Un paseo por una casa de fantasmas. Espectros del pasado -el relato del hombre que no sabe administrar su tiempo, en la línea del Gógol más ácido y surrealista-, y espectros del futuro -la obsesión con Abelone, con los vestidos, los encajes, los detalles y las poesías abandonadas en los parques, digna de Nabokov. El terror a las consecuencias del presente (ya que Malte parece incapaz de tener visiones acerca del futuro) inspira un regreso al pasado como evocaciones sobrenaturales. Sin asomo de jactancia gótica, Malte habla de su infancia desde esa perspectiva que les resta a la mayor parte de los adultos. Un onirismo que mezcla lo realista y lo fantástico como agua y cera caliente; los posos sólidos atraen la atención en un medio común, imposible de interpretar, de definir, de diferenciar de las vidas de los demás. Por ese motivo Malte no tiene miedo de los fantasmas con los que su cuerpo o su imaginación se cruzó siendo niño. Tiene miedo de los rostros grises que vocean por las callejuelas, vendiendo mercancías podridas y periódicos húmedos; tiene pánico a las salas de espera de los hospitales, a haber contraído algún mal, a no saber cuál, a que ya nadie corra a su cama a medirle la fiebre, a pasarla ya para siempre a solas. Miedo al Balzac que se asoma a los salones y nunca al vientre de París, al Zola que desde una costurería soñó haber escrito acerca de unos grandes almacenes, repletos de pirámides de encajes blancos y hombres que, abrazados al nuevo milagro de la publicidad, creían seguir pudiendo hacer poesía sobre las mujeres.

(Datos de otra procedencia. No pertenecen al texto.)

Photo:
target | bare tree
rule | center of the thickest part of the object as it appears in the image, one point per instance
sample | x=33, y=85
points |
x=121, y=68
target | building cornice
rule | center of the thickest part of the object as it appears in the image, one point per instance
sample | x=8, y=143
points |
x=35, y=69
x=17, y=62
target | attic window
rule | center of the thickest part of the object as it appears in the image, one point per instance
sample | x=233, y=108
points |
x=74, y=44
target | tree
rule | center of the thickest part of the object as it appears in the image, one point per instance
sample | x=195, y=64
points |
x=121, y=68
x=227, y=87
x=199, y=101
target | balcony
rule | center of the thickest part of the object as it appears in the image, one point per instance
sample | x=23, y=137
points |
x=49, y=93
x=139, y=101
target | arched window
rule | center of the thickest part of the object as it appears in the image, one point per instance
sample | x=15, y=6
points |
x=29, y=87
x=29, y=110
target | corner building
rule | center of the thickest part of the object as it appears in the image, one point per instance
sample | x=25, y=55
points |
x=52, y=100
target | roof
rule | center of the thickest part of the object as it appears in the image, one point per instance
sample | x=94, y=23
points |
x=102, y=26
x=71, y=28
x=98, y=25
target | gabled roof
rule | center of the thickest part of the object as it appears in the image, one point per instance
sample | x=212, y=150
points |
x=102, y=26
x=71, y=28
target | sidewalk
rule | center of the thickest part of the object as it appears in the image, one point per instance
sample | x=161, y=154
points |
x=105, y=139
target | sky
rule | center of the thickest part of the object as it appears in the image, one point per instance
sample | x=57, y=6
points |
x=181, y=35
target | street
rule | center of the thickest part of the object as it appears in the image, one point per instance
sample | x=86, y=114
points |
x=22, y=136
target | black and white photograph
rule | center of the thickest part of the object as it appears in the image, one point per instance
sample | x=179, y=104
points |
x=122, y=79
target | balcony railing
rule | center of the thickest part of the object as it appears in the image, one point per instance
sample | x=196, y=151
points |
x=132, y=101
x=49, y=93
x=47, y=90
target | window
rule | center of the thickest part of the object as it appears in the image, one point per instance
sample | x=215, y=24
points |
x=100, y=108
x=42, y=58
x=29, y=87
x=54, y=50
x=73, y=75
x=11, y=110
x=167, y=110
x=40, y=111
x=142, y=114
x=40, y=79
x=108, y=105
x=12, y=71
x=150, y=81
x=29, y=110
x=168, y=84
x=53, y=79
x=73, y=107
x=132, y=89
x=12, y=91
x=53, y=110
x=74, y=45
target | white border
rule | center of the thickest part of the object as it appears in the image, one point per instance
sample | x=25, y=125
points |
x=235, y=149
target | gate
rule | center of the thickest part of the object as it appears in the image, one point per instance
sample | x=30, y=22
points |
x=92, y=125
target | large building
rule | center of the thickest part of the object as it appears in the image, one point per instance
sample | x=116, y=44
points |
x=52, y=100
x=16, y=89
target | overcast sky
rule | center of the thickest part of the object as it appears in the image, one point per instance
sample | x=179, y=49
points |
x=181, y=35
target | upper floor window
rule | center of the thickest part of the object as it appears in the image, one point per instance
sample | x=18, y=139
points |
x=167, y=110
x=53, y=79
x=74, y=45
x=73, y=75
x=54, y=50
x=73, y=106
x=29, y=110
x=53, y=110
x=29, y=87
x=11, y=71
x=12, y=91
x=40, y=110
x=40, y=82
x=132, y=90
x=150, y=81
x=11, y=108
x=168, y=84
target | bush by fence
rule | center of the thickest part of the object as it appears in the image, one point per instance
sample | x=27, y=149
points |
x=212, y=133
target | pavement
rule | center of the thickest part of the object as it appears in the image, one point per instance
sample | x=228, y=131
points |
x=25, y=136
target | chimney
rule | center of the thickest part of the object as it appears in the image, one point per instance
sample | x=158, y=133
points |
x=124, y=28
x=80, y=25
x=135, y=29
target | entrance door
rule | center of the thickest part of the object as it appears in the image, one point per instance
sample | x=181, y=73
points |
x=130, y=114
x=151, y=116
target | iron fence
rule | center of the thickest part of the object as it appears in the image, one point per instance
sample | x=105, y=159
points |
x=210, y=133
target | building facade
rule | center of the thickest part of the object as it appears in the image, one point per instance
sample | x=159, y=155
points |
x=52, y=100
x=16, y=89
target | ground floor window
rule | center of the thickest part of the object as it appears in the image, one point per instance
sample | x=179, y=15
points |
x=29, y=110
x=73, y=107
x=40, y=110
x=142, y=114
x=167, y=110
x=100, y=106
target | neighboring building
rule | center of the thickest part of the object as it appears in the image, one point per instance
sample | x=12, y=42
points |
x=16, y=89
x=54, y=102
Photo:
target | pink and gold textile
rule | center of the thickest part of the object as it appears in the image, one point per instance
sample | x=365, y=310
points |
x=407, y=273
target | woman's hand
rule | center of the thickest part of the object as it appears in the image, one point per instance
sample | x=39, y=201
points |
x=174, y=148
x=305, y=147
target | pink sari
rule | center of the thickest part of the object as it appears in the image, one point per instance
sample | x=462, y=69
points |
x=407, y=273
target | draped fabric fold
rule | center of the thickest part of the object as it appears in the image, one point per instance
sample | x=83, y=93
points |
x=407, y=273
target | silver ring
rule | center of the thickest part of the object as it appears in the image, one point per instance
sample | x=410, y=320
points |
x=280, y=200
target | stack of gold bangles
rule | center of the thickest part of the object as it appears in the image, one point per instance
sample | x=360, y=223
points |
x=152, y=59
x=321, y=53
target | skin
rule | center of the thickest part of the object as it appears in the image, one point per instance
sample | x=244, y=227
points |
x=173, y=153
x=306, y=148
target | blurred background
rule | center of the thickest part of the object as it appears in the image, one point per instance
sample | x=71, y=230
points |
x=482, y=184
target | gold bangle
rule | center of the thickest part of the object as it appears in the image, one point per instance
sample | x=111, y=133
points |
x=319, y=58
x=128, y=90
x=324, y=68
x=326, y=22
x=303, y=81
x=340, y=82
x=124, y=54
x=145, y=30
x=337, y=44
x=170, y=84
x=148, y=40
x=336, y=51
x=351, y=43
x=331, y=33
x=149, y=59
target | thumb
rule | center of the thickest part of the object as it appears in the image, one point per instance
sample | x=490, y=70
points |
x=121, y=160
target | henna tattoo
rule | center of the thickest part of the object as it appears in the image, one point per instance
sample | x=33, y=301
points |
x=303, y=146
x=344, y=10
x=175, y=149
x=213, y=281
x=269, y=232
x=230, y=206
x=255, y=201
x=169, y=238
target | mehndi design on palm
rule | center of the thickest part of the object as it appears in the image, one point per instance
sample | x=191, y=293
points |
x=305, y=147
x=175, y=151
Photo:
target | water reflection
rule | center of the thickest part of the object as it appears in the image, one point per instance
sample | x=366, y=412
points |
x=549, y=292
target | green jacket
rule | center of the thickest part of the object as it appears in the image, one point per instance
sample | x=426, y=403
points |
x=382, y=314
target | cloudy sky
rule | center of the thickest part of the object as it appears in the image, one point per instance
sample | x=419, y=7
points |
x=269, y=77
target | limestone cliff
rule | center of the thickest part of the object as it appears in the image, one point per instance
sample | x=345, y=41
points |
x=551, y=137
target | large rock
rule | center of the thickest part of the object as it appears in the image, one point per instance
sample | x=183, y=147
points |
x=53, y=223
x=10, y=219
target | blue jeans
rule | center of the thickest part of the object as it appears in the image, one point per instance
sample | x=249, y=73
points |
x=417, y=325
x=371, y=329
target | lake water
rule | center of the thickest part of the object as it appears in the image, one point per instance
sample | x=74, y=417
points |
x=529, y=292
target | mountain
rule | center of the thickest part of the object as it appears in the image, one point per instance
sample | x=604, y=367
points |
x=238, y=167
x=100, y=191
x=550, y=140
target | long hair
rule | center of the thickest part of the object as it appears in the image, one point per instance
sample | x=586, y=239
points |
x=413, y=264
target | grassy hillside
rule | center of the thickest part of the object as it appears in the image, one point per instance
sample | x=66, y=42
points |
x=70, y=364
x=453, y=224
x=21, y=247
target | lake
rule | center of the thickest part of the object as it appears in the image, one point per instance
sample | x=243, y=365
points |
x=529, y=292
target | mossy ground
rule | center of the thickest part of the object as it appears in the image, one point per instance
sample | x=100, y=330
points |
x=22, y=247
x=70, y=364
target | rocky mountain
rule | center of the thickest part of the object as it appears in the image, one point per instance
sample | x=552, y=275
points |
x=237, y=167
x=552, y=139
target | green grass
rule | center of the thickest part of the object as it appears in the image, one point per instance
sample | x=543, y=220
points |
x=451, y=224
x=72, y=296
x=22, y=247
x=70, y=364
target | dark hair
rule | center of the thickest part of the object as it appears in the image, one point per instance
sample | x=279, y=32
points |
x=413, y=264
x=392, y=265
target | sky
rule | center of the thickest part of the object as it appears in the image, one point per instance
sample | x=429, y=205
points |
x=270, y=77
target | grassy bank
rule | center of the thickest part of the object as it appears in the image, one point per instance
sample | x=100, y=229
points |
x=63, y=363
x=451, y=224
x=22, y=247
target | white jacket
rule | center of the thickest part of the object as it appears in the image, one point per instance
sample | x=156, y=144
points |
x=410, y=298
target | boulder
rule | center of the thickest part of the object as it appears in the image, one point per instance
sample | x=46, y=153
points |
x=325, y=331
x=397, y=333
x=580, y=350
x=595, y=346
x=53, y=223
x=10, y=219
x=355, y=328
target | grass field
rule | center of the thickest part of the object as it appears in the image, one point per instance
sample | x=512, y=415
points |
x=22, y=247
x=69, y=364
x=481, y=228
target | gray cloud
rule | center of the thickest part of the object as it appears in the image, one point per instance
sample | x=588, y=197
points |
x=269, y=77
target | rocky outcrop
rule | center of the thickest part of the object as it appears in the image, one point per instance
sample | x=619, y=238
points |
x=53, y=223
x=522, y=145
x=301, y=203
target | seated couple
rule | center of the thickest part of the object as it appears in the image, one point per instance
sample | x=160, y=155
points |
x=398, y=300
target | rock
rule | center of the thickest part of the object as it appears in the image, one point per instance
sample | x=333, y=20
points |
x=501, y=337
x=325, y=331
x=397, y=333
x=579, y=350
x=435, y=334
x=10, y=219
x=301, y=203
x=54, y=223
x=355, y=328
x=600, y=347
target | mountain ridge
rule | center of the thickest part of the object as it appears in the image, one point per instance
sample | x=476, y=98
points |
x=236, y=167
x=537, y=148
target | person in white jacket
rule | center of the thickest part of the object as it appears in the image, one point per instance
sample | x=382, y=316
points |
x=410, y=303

Terror a que ciertos misterios, como los que encierran los famosos tapices de la dama y el unicornio, queden no expuestos, sino clausurados en galerías a las que acuden turistas y estudiantes para calmar remordimientos sin nombre.

Como los miedos nunca terminan, tampoco lo hacen estos apuntes. Dejan un hueco que debería ser ocupado, como las hamacas y los bancos vacíos de museos y parques. Sin embargo, el escrito no inspira en absoluto aquello de lo que habla, y más bien alcanza un clímax de bárbara valentía en una última evocación acerca del hijo pródigo, que permite intuir el rostro de Malte, y de Rilke, envuelto en una sombría certeza acerca de la estupidez ajena y su rápido contagio. El fin de las notas no deja de ser azaroso pero natural, como el punto en el que se detienen las películas de Terrence Malick o el tipo de flujo que recreaba El arca rusa (Aleksandr Sokurov, 2002): un túnel ancestral en el que Historia, filosofía, poesía, criterio museístico, ciencia, fe y guerra rompen la experiencia ordenada y aburrida del ser humano, su tendencia a evocar los cinco sentidos por separado y su solipsismo. «Tengo miedo», dice Malte. Nosotros también. «Hay que hacer algo contra el miedo, cuando se apodera de uno» Leamos.